Access Databricks data using external systems
This article provides an overview of functionality and recommendations for making data managed and governed by Azure Databricks available to other systems.
These patterns focus on scenarios where your organization needs to integrate trusted tools or systems to Azure Databricks data. If you are looking for guidance on sharing data outside of your organization, see Share data and AI assets securely with users in other organizations.
What external access does Azure Databricks support?
Azure Databricks recommends using Unity Catalog to govern all your data assets.
The following table provides an overview of support formats and access patterns for Unity Catalog objects.
Unity Catalog object | Formats supported | Access patterns |
---|---|---|
Managed tables | Delta Lake, Iceberg | Credential vending, Iceberg REST catalog, Delta Sharing |
External tables | Delta Lake | Credential vending, Iceberg REST catalog, Delta Sharing, cloud URIs |
External tables | CSV, JSON, Avro, Parquet, ORC, text | Cloud URIs |
External volumes | All data types | Cloud URIs |
Note
Iceberg support describes tables written by Azure Databricks using Delta Lake but with Iceberg reads (UniForm) enabled.

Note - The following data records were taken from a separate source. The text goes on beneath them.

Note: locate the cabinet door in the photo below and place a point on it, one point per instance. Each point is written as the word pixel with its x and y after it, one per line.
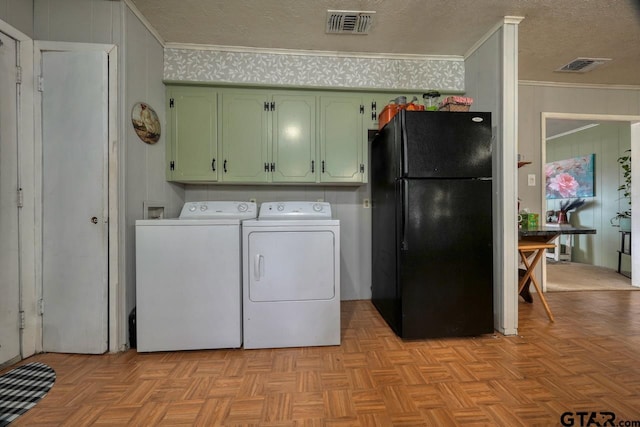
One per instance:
pixel 294 138
pixel 245 132
pixel 193 151
pixel 341 138
pixel 373 106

For more details on these Unity Catalog objects, see the following:
Unity Catalog credential vending
Unity Catalog credential vending allows users to configure external clients to inherit privileges on data governed by Azure Databricks. See Unity Catalog credential vending for external system access.
Read tables with Iceberg clients
Azure Databricks provides Iceberg clients with read-only support for tables registered to Unity Catalog. Supported clients include Apache Spark, Apache Flink, Trino, and Snowflake. See Read Databricks tables from Iceberg clients.
Share read-only tables across domains
You can use Delta Sharing to grant read-only access to managed or external Delta tables across domains and supported systems. Software systems that support zero-copy reads of Delta Sharing tables include SAP, Amperity, and Oracle. See Share data and AI assets securely with users in other organizations.
Note
You can also use Delta Sharing to grant read-only access to customers or partners. Delta Sharing also backs data shared using the Databricks Marketplace.
Read and write external Delta tables
You can access Unity Catalog external tables backed by Delta Lake from external Delta Lake reader and writer clients using cloud object storage URIs and credentials.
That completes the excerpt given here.